En mis años de niñez, el troje de mi abuelo fue uno de los mejores escenarios y espacios para echar a volar nuestra imaginación junto a mis vecinos “el ganadito”, “Chais”, “Alitas”, “Tomatito”, y demás loquillos. Tomábamos por asalto este punto estratégico que en sus entrañas resguardaba el alimento, las semillas, el futuro y la vida de toda una familia.
Esa fortificación hecha de madera, piedra y tejas, se transformaba en una muralla de acero, indestructible ante el ataque de los poderosos impactos de las mejores municiones de higuerillas*. La fuerza del impacto era descomunal, se contaban con los mejores brazos de la región y los hules** de última generación. Jamás hubo bajas, pero si varios ojos y cachetes hinchados.

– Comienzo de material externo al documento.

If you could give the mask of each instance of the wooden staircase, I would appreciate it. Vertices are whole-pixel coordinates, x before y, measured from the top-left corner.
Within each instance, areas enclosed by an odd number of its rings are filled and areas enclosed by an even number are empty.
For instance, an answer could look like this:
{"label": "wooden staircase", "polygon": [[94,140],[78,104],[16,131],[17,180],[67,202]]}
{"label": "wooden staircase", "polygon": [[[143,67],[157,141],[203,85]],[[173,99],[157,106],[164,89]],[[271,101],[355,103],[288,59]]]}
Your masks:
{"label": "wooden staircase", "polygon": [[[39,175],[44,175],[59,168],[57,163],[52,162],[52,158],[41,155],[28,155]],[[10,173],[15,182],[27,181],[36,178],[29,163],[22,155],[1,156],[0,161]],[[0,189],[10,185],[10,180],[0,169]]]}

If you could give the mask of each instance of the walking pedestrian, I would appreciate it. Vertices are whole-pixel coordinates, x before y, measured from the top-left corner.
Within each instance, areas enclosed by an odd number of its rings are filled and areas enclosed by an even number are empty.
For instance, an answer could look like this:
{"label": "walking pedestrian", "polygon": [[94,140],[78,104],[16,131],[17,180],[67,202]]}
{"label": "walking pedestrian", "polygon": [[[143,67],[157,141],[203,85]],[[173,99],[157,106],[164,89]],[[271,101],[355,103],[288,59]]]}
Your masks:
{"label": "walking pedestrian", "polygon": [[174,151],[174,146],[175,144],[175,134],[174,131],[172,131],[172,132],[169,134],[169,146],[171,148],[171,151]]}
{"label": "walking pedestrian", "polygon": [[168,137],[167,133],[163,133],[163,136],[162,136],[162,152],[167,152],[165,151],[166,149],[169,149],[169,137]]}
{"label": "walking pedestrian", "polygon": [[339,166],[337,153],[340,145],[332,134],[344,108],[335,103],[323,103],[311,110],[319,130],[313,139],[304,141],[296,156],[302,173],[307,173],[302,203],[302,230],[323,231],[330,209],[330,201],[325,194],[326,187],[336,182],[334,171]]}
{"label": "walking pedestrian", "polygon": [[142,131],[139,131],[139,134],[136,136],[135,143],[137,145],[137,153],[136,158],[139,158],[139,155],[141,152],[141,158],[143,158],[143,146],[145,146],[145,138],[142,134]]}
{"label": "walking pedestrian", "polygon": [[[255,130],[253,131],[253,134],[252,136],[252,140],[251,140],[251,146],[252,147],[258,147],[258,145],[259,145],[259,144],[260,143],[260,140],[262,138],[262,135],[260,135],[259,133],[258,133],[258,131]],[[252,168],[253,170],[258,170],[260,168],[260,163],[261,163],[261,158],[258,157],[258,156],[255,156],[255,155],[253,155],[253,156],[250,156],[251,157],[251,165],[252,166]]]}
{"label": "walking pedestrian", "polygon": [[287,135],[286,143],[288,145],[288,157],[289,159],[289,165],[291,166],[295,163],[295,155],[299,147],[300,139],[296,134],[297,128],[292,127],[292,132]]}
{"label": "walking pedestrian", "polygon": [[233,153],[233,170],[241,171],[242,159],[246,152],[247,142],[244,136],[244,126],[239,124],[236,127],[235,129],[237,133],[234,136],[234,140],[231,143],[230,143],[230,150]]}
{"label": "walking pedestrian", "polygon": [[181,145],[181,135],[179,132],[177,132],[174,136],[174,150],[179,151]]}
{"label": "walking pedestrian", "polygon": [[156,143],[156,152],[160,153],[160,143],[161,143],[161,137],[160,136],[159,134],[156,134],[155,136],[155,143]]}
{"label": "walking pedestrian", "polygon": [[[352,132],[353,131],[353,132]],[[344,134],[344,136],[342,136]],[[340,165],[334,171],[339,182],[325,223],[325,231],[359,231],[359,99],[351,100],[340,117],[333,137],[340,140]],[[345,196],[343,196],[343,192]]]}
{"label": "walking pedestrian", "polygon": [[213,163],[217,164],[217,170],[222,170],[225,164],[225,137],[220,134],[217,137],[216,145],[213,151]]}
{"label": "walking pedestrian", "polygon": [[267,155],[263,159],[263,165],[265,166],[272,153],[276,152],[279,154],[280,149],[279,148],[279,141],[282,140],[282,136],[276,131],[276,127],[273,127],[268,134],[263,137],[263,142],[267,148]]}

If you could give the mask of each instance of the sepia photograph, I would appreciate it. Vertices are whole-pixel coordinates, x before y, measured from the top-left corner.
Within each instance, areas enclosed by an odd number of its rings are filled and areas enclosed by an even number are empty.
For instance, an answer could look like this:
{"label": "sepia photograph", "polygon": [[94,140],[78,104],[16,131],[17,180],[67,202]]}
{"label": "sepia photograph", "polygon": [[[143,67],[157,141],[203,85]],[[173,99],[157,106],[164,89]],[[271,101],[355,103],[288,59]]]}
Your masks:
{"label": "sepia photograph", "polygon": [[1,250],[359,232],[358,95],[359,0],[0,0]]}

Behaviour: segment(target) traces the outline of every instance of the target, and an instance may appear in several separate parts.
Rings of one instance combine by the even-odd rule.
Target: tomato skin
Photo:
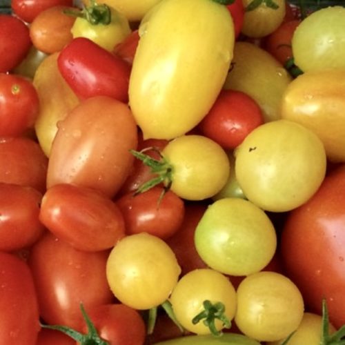
[[[281,242],[286,273],[306,304],[321,315],[325,297],[330,321],[336,328],[345,323],[344,200],[342,165],[325,178],[308,201],[288,215]]]
[[[262,110],[250,96],[241,91],[223,90],[198,127],[223,148],[232,150],[263,123]]]
[[[73,0],[12,0],[12,11],[24,21],[31,23],[43,10],[52,6],[72,6]]]
[[[0,14],[0,72],[6,72],[23,60],[32,43],[28,28],[11,14]]]
[[[129,173],[129,150],[137,144],[137,125],[126,104],[105,96],[86,99],[59,124],[47,186],[74,184],[113,197]]]
[[[171,190],[159,201],[163,193],[162,187],[156,186],[139,195],[126,194],[117,200],[128,235],[148,233],[166,239],[177,231],[184,215],[184,201]]]
[[[49,232],[32,246],[28,264],[46,323],[80,329],[81,302],[86,308],[112,302],[106,277],[108,255],[108,250],[74,249]]]
[[[39,145],[24,137],[0,140],[0,181],[30,186],[43,193],[48,159]]]
[[[39,220],[42,194],[32,187],[0,183],[0,250],[29,247],[43,234]]]
[[[122,214],[97,190],[58,184],[44,194],[39,219],[57,237],[79,250],[109,249],[125,235]]]
[[[27,264],[0,251],[0,343],[36,345],[39,331],[37,297]]]
[[[90,39],[72,39],[61,51],[57,65],[79,98],[108,96],[128,101],[130,65]]]
[[[32,128],[38,116],[39,97],[32,83],[0,73],[0,136],[19,136]]]

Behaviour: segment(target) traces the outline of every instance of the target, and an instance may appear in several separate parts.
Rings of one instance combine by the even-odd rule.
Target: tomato
[[[13,12],[27,23],[34,19],[44,10],[50,7],[62,6],[72,6],[73,0],[12,0],[11,7]]]
[[[240,91],[223,90],[198,127],[204,135],[226,150],[231,150],[263,123],[262,110],[250,96]]]
[[[202,26],[200,18],[207,18]],[[230,13],[209,0],[163,0],[143,19],[139,34],[129,101],[144,137],[186,134],[224,84],[235,40]]]
[[[88,39],[74,39],[60,52],[59,70],[81,99],[108,96],[128,100],[130,66]]]
[[[210,327],[200,319],[194,318],[204,310],[204,301],[213,304],[221,303],[222,315],[230,322],[236,310],[236,292],[229,279],[210,268],[197,269],[184,275],[175,286],[169,299],[174,315],[181,325],[190,332],[205,335],[211,333]],[[221,319],[213,320],[215,328],[219,331],[224,327]]]
[[[108,282],[115,296],[139,310],[164,302],[180,273],[168,244],[146,233],[126,236],[117,242],[106,266]]]
[[[311,130],[281,119],[253,130],[235,152],[235,173],[259,207],[285,212],[306,202],[326,174],[324,145]]]
[[[46,323],[79,329],[80,303],[88,308],[113,302],[106,277],[108,255],[108,250],[74,249],[49,232],[31,247],[28,264]]]
[[[293,80],[282,101],[282,117],[314,132],[327,158],[345,161],[344,70],[308,72]]]
[[[195,248],[210,268],[231,275],[259,272],[277,247],[275,228],[248,200],[224,198],[210,205],[199,221]]]
[[[137,143],[137,125],[126,104],[106,96],[86,99],[59,124],[47,186],[72,184],[113,197],[129,173],[129,150]]]
[[[292,80],[283,65],[264,49],[244,41],[235,43],[232,63],[224,88],[250,96],[266,122],[280,119],[282,95]]]
[[[0,181],[31,186],[43,193],[48,159],[39,145],[23,137],[0,140]]]
[[[36,345],[37,297],[31,273],[18,257],[0,251],[0,342]]]
[[[59,53],[56,52],[45,58],[33,80],[39,99],[39,112],[34,128],[39,145],[47,157],[50,155],[52,143],[58,130],[57,123],[79,103],[59,71],[58,57]]]
[[[111,52],[117,44],[130,34],[131,30],[127,18],[122,12],[97,3],[81,10],[71,32],[75,39],[88,38]]]
[[[0,72],[10,72],[25,58],[32,46],[29,29],[19,18],[0,14]]]
[[[0,73],[0,135],[19,136],[32,128],[39,103],[31,81],[20,75]]]
[[[39,219],[57,237],[76,249],[109,249],[125,235],[116,204],[97,190],[57,184],[44,194]]]
[[[63,11],[73,8],[57,6],[41,12],[30,26],[32,44],[46,54],[59,52],[72,41],[70,32],[75,18]]]
[[[29,247],[45,228],[39,220],[42,194],[32,187],[0,183],[0,250]],[[25,225],[24,225],[25,224]]]
[[[184,201],[171,190],[164,193],[159,186],[138,195],[123,195],[116,204],[128,235],[148,233],[166,239],[177,231],[184,215]]]
[[[281,244],[286,273],[300,288],[306,305],[321,314],[326,298],[336,328],[345,323],[344,198],[345,168],[341,165],[308,201],[290,213]]]
[[[262,271],[247,276],[237,295],[236,324],[244,334],[259,342],[287,337],[303,318],[299,290],[280,273]]]

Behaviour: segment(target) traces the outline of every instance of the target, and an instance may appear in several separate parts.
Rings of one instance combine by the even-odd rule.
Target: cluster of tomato
[[[342,344],[345,8],[11,6],[0,343]]]

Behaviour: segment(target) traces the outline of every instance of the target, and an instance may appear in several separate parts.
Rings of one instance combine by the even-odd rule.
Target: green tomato
[[[107,279],[115,296],[138,310],[150,309],[164,302],[180,273],[176,257],[168,244],[146,233],[118,241],[106,266]]]
[[[281,119],[257,127],[235,152],[235,173],[248,198],[265,210],[295,208],[318,189],[326,157],[310,130]]]
[[[280,273],[262,271],[248,275],[239,284],[237,295],[236,325],[259,342],[287,337],[303,318],[299,290]]]
[[[277,247],[275,228],[252,202],[224,198],[208,206],[195,233],[195,248],[212,268],[230,275],[259,271]]]
[[[170,298],[177,321],[186,330],[199,335],[211,332],[203,320],[195,324],[193,322],[194,317],[204,310],[206,300],[212,304],[222,303],[225,317],[229,322],[233,319],[236,309],[235,288],[225,275],[210,268],[191,270],[184,275]],[[224,326],[220,319],[215,319],[214,325],[217,331]]]

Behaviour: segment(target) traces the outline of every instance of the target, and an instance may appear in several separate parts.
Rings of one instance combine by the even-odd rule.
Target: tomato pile
[[[345,8],[323,2],[10,2],[1,344],[344,344]]]

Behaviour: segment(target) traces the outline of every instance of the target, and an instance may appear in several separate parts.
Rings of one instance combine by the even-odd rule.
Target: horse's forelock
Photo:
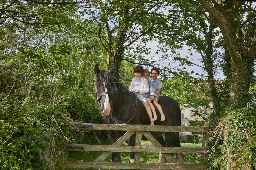
[[[96,83],[103,90],[104,90],[102,89],[104,87],[106,88],[111,95],[113,104],[117,102],[120,98],[127,98],[129,97],[128,89],[107,71],[100,71],[96,78]]]

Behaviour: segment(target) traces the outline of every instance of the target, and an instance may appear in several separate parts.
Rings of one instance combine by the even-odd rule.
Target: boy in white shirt
[[[153,121],[151,109],[149,106],[145,94],[149,91],[148,81],[142,77],[143,74],[143,68],[141,65],[137,65],[133,69],[135,77],[133,78],[131,82],[129,90],[132,92],[141,101],[144,105],[150,120],[150,125],[154,124]]]

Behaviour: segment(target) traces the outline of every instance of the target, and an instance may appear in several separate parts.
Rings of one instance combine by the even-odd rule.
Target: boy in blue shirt
[[[153,104],[160,112],[161,116],[160,121],[162,122],[164,121],[165,116],[163,112],[162,107],[157,102],[160,95],[161,90],[163,89],[162,83],[157,79],[160,73],[159,69],[156,67],[152,68],[150,71],[150,75],[152,78],[150,80],[150,99],[153,100]]]

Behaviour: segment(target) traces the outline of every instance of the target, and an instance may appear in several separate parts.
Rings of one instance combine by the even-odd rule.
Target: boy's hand
[[[139,93],[141,92],[141,91],[139,90],[135,90],[135,91],[134,91],[135,93]]]

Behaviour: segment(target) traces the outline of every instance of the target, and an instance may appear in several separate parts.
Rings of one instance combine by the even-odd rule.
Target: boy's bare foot
[[[153,116],[154,118],[153,118],[153,121],[154,121],[157,120],[157,116],[156,114],[154,115]]]
[[[161,115],[160,122],[163,122],[165,120],[165,116],[164,115]]]

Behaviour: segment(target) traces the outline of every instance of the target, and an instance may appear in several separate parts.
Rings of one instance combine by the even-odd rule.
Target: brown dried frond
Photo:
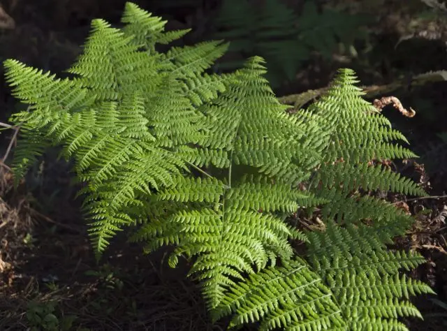
[[[395,96],[383,96],[380,99],[375,99],[372,103],[379,112],[381,111],[385,106],[393,105],[395,108],[407,117],[413,117],[416,114],[416,112],[411,107],[409,110],[404,108],[400,101]]]

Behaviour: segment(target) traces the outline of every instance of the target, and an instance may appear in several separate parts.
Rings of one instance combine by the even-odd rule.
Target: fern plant
[[[229,327],[405,330],[400,317],[420,317],[409,298],[432,290],[400,271],[424,260],[386,247],[411,218],[369,194],[424,195],[375,162],[415,155],[362,98],[352,71],[291,115],[262,58],[210,75],[226,44],[160,53],[157,43],[187,31],[165,32],[165,21],[131,3],[122,22],[93,21],[71,78],[5,61],[15,95],[30,105],[11,118],[22,128],[16,180],[61,146],[86,184],[80,195],[97,255],[126,227],[147,252],[173,245],[170,265],[193,261],[189,276],[212,317],[233,316]],[[314,207],[323,227],[289,222]]]
[[[268,62],[268,79],[275,87],[292,80],[303,62],[316,51],[330,58],[339,43],[352,47],[365,38],[361,29],[369,17],[324,8],[318,12],[307,1],[298,15],[279,0],[265,0],[254,6],[247,0],[224,0],[215,21],[217,38],[230,41],[230,52],[260,54]],[[219,66],[231,69],[240,61],[222,61]]]

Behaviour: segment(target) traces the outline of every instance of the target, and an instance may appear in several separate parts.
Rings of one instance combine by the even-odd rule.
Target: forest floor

En fin, el troje del abuelo y la abuela fue un inmenso campo para la infancia y las mentes inquietas, un espacio mágico, acogedor y protector. Cuidaba a muchos niños e infinitas mazorcas de maíz, granos amarillos que brillaban como el mismo oro, semillas que un futuro no muy lejano se convirtieron en verdes y vigorosas matas, así como hombres de cabal palabra y manos trabajadoras.
*La higuerilla es una planta oleaginosa que presenta capacidad de adaptación y actualmente es cultivada prácticamente en todas las regiones tropicales y subtropicales del mundo incluyendo México.
** Así se le conoce a la resortera en la región de la Meseta Comiteca Tojolabal en Chiapas.